Gli ultimi anni e il saluto di un attento e lucido osservatore
Nel 1990, Risi lavora per l’ultima volta con Gassman in Tolgo il disturbo. Ispirato alle conseguenze della Legge Basaglia, racconta del rapporto tra nonno Augusto (Gassman) e la nipotina Rosa (Valentina Holtkamp), in una situazione assurdamente amara. Nel corso degli anni Novanta il regista dirada progressivamente le sue attività, separatosi dalla famiglia, si stabilisce definitivamente in un residence a Roma, dove vive per una trentina d’anni. Negli ultimi anni scrive aforismi scorretti ed epigrammi irridenti (Versetti sardonici, 1995, Vorrei una ragazza, 2001).

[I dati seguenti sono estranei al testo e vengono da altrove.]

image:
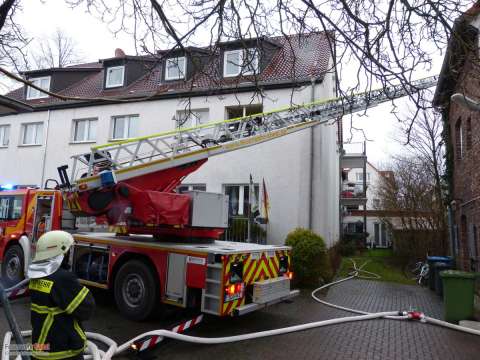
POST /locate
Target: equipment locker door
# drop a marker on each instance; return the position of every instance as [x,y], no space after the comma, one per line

A 86 anni ripercorre la sua vita con un’autobiografia I miei mostri per raccontare di sé e dell’Italia. Da menzionare il documentario Una bella vacanza. Buon compleanno Dino Risi, di Francesca Molteni, 2006, premiato con una menzione speciale dei Nastri d’Argento e presentato in diverse manifestazioni internazionali, tra cui la rassegna 41esimo Parallelo del MoMa di New York. Nel 2005 Risi firma in co-regia col figlio Claudio il video documentario Rudolf Nureyev alla Scala.
Malato da tempo, Risi è lucido e autonomo sino agli ultimi giorni. Ci lascia a 92 anni, il 7 giugno 2008. Da sue volontà, il suo corpo viene cremato e le ceneri disperse in Svizzera a Murren (Berna), dove il regista aveva conoscito la prima moglie Claudia Mosca.